The most important thing about my transformation was and still is mostly psychological. It is all about controlling my own mind. I have to make choices and they include not eating processed foods, sugar, drinking alcohol. It also means that I will make sure that I eat 6 healthy meals a day.
More Self Control. Know when to say when.
Portion control is something that people have a great deal of trouble with and I was no exception. When people eat out the portions are typically huge. An easy way to figure out a good portion is to look at the palm of your open hand and that is what your protein portion should be. Your fist would be your carbs and for vegetables that would also be your fist.
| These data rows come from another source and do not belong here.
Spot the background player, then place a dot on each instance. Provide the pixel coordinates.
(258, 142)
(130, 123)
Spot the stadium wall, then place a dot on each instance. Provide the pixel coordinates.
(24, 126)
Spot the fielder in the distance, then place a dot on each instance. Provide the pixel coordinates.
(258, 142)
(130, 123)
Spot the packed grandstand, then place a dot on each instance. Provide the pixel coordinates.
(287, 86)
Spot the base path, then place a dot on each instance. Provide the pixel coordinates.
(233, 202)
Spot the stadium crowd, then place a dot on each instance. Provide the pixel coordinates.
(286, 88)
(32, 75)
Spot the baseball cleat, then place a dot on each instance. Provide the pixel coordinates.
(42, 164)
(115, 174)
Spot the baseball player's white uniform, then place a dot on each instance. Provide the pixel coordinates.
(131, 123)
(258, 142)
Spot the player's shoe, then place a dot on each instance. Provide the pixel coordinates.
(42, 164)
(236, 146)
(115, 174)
I don’t really like to refer to what I eat as a diet, because I believe that the word diet comes with a negative connotation. People try diets. People do diets for a set amount of time and in some cases an undefined period of time. Low carb no carb, grapefruit, 30 day diet. These are diets that you can’t stick with. I guess you get on them and lose some weight and go back to your old ways. You are setting yourself up to fail. Planning is a great idea, however, I don’t like to plan to fail. If it happens, I’ll learn from it but I don’t want it predetermined. In 1998 when I did the Body for Life and got my body fat into the single digits, I was on a diet that I couldn’t stick with. It was pretty much a bodybuilder diet. All of my food was bland. If I wanted to get crazy and spice things up, than I would put spicy mustard on my bland chicken. In some cases I would also cut my carbs. You do cut fat, but you also burn muscle and you feel like crap. I stuck with it for a long time. Eventually, I failed.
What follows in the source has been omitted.